Now Kitty knew how ill she must be, as another Drummond appeared from the drawing room, a glint of amusement and warning in his eyes.

‘Pray, let me introduce my brother, Andrew,’ he continued. ‘As you may have just realised, we are twins, although Andrew was born two hours earlier than I.’

‘Oh,’ Kitty said, thanking the Lord that Drummond had arrived when he did, or she might have revealed all to Andrew. ‘Forgive me, sir, I did not realise.’

‘Please don’t worry at all, Miss McBride. I can assure you, it’s a very common mistake.’ Andrew walked towards her and held out his hand. ‘I am very pleased to finally make your acquaintance and delighted that you are well enough to join us this evening. Now, shall I escort you into the dining room? We must introduce you to our father.’
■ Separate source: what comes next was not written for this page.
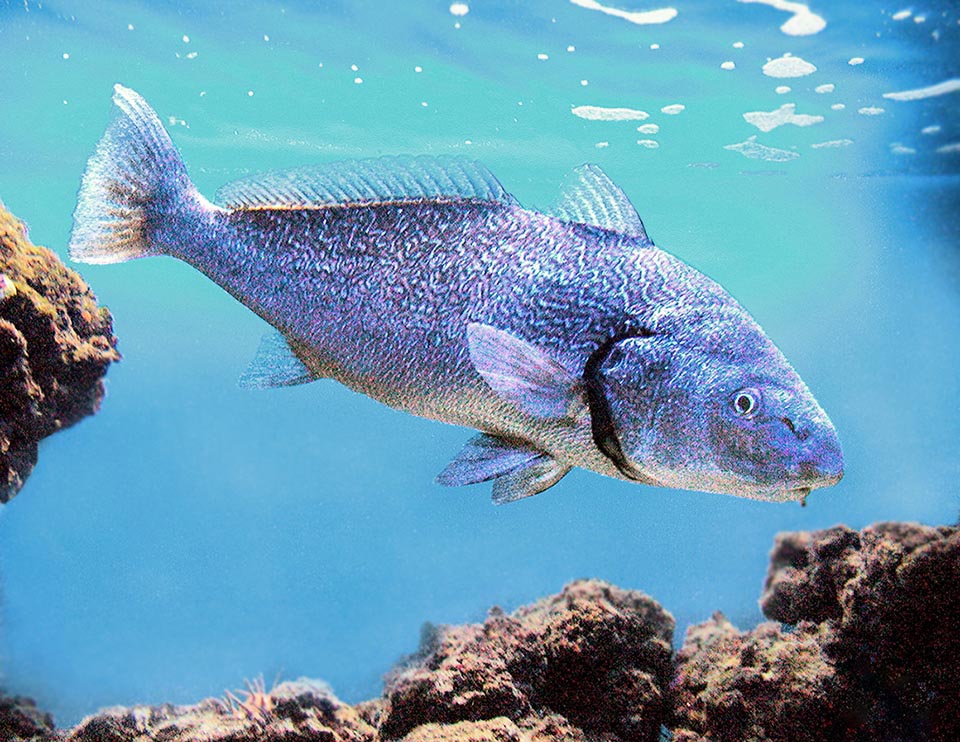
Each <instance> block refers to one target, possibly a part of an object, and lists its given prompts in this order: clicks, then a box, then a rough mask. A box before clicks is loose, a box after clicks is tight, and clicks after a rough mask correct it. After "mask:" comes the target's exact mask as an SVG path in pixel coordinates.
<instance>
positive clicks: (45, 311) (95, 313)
mask: <svg viewBox="0 0 960 742" xmlns="http://www.w3.org/2000/svg"><path fill="white" fill-rule="evenodd" d="M116 344H117V339H116V338H115V337H114V336H113V329H112V320H111V317H110V313H109V312H108V311H107V310H106V309H104V308H102V307H98V306H97V303H96V300H95V298H94V296H93V294H92V293H91V292H90V289H89V288H88V287H87V285H86V284H85V283H84V282H83V280H82V279H81V278H80V276H79V275H78V274H77V273H75V272H74V271H72V270H70V269H69V268H67V267H66V266H64V265H63V263H61V262H60V260H59V259H58V258H57V256H56V255H54V254H53V253H52V252H51V251H50V250H47V249H46V248H44V247H37V246H35V245H33V244H32V243H31V242H30V240H29V239H27V234H26V229H25V228H24V227H23V225H22V224H21V223H20V222H19V221H18V220H17V219H16V218H15V217H14V216H13V215H12V214H10V212H8V211H7V210H6V209H5V208H3V205H2V204H0V389H2V390H3V393H2V394H0V503H4V502H7V501H8V500H9V499H10V498H11V497H13V496H14V495H16V494H17V492H19V491H20V488H21V487H23V483H24V481H25V480H26V478H27V476H28V475H29V474H30V472H31V471H32V470H33V467H34V465H35V464H36V461H37V443H38V441H40V440H41V439H42V438H45V437H46V436H48V435H50V434H52V433H55V432H56V431H58V430H61V429H62V428H65V427H68V426H70V425H73V424H74V423H75V422H77V421H78V420H80V419H81V418H83V417H85V416H86V415H90V414H93V413H94V412H96V411H97V408H98V407H99V405H100V400H101V399H102V398H103V392H104V390H103V382H102V380H101V379H102V377H103V375H104V374H105V373H106V370H107V366H109V364H110V363H111V362H113V361H116V360H118V359H119V358H120V355H119V354H118V353H117V350H116Z"/></svg>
Kitty took Andrew’s proffered elbow gratefully, her legs still feeling unsteady beneath her. She caught Drummond giving her a sly wink but turned her head away and ignored it.
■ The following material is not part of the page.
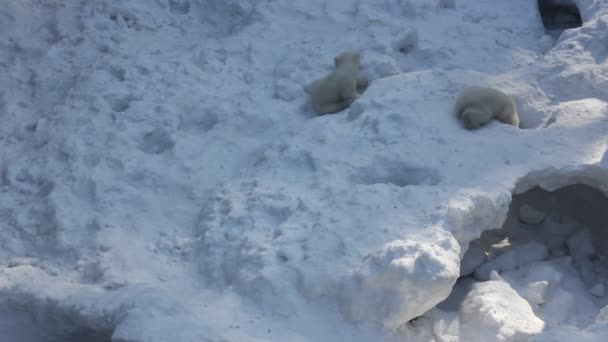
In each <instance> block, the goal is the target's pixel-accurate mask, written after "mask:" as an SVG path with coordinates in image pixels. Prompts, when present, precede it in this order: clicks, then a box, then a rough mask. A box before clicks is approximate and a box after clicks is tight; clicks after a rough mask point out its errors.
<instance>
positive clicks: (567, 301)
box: [437, 184, 608, 328]
mask: <svg viewBox="0 0 608 342" xmlns="http://www.w3.org/2000/svg"><path fill="white" fill-rule="evenodd" d="M606 246H608V198H607V197H606V196H605V195H604V194H603V193H602V192H601V191H599V190H597V189H595V188H593V187H590V186H587V185H582V184H575V185H569V186H566V187H563V188H561V189H558V190H556V191H553V192H549V191H545V190H543V189H541V188H539V187H536V188H533V189H531V190H529V191H527V192H525V193H522V194H518V195H514V196H513V199H512V202H511V205H510V208H509V213H508V216H507V219H506V220H505V223H504V224H503V226H502V227H501V228H500V229H496V230H489V231H485V232H483V234H482V235H481V237H480V238H479V239H476V240H473V241H471V242H470V244H469V248H468V250H467V252H466V253H465V255H464V257H463V259H462V260H461V277H460V279H459V280H458V282H457V283H456V285H455V286H454V287H453V290H452V293H451V294H450V296H449V297H448V298H447V299H446V300H445V301H443V302H442V303H440V304H439V305H438V306H437V308H438V309H439V310H443V311H452V312H454V311H459V310H461V305H462V303H463V300H464V298H465V297H467V295H468V294H469V293H470V291H471V289H472V288H473V287H474V286H478V285H480V284H482V283H484V282H486V281H488V280H497V277H496V275H498V276H499V278H498V280H500V278H502V279H503V280H504V281H506V283H508V284H509V286H510V287H512V288H513V289H514V290H515V291H516V292H517V294H518V295H519V296H520V297H521V298H523V299H525V300H526V301H527V302H528V303H529V304H530V307H531V309H532V310H533V312H534V314H535V315H536V316H537V317H538V318H540V319H541V320H543V321H545V323H546V324H549V325H564V324H565V325H572V326H576V327H578V328H584V327H587V326H588V325H589V324H591V323H592V322H593V321H594V320H595V319H596V317H597V315H598V313H599V311H600V310H601V309H602V308H603V307H605V306H606V305H608V288H607V287H608V249H607V248H606ZM494 271H495V272H496V273H494ZM469 297H470V296H469ZM467 298H468V297H467Z"/></svg>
The dining table was bedecked with festive decorations: elegant gold napkin holders and sprigs of fir tree with red baubles nestled inside them shimmered in the glow from the candles. Kitty watched in fascination as the Mercers said a prayer in German, before Andrew lit the fourth candle in the intricate wreath that sat in the centre of the table.
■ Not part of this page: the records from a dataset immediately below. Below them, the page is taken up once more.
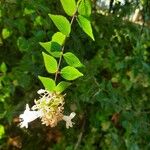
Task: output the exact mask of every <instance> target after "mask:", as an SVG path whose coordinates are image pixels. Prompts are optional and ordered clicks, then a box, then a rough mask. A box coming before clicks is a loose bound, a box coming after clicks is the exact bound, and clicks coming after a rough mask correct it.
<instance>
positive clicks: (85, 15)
mask: <svg viewBox="0 0 150 150" xmlns="http://www.w3.org/2000/svg"><path fill="white" fill-rule="evenodd" d="M78 12H79V14H80V15H82V16H85V17H89V16H90V15H91V2H90V0H81V3H80V5H79V8H78Z"/></svg>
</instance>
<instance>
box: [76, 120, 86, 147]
mask: <svg viewBox="0 0 150 150" xmlns="http://www.w3.org/2000/svg"><path fill="white" fill-rule="evenodd" d="M84 127H85V119H84V120H83V124H82V129H81V132H80V134H79V136H78V140H77V143H76V145H75V147H74V150H77V148H78V147H79V145H80V143H81V140H82V136H83V132H84Z"/></svg>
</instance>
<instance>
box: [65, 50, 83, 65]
mask: <svg viewBox="0 0 150 150" xmlns="http://www.w3.org/2000/svg"><path fill="white" fill-rule="evenodd" d="M63 57H64V59H65V60H66V62H67V64H68V65H70V66H72V67H82V66H83V64H82V63H81V62H80V60H79V59H78V58H77V57H76V56H75V55H74V54H73V53H71V52H67V53H65V54H64V55H63Z"/></svg>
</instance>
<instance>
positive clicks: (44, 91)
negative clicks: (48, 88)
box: [37, 89, 46, 94]
mask: <svg viewBox="0 0 150 150" xmlns="http://www.w3.org/2000/svg"><path fill="white" fill-rule="evenodd" d="M45 91H46V90H44V89H40V90H38V91H37V93H38V94H43V93H45Z"/></svg>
As everyone sat down, Andrew caught Kitty’s look of curiosity.

‘They are Advent candles,’ he explained. ‘My parents were kind enough to wait for me to return home so I could light the last one before Christmas Eve – it was always my favourite thing to do as a child. It is an old German Lutheran tradition, Miss McBride,’ he added.

Over a dinner of beef, which she managed to swallow if she took very small bites and chewed each one thoroughly, Kitty studied the twins surreptitiously. Even though identical in looks, with their dark hair and blue eyes, their personalities were anything but. Andrew seemed much the more serious and thoughtful of the two, sitting next to her and asking her polite questions about her life back in Edinburgh.

‘I must apologise on behalf of my brother. He should have known that the midday sun was far too strong for any young lady, especially one so newly arrived to these shores.’ Andrew frowned across the table at Drummond, who responded with a nonchalant shrug.

‘You know me, brother dear. I’m totally irresponsible. Good job you now have Andrew around to protect you, Miss McBride,’ he added.

At the head of the table sat Stefan Mercer, the twins’ father. He had the same blue eyes as his sons, but was rather on the portly side, with a large bald patch covered in freckles atop his head. He told her of how his family had arrived on Australia’s shores seventy years ago.

‘You may already know that many of our forefathers originally came to Adelaide because it allowed them to worship the Lord in any religion they chose. My grandmother was German and joined a small settlement named Hahndorf up in the Adelaide Hills. My grandfather was a Presbyterian from England, and they met here and fell in love. Australia is a free-thinking country, Miss McBride, and I no longer subscribe to any particular man-made doctrine. As a family, we worship at the Anglican cathedral in the town. Tomorrow night we will go there for Midnight Mass. I do hope you will feel able to accompany us.’

‘It will be a pleasure,’ said Kitty, touched that Stefan was obviously concerned that it was not a Presbyterian church.

Struggling over pudding – a delicious trifle with real cream on the top of it – Kitty listened to the three men talk about the family’s business interests, which seemed to have a lot to do with something called ‘shell’, and how many tons of it the crews had brought back on something they called ‘luggers’. Drummond talked of ‘mustering’, which she surmised was somehow linked with ‘heads’ of cattle. His best ‘drover’ had not returned and Drummond announced without irony that he’d been ‘cut up into pieces by the blacks and put in a pot for supper’.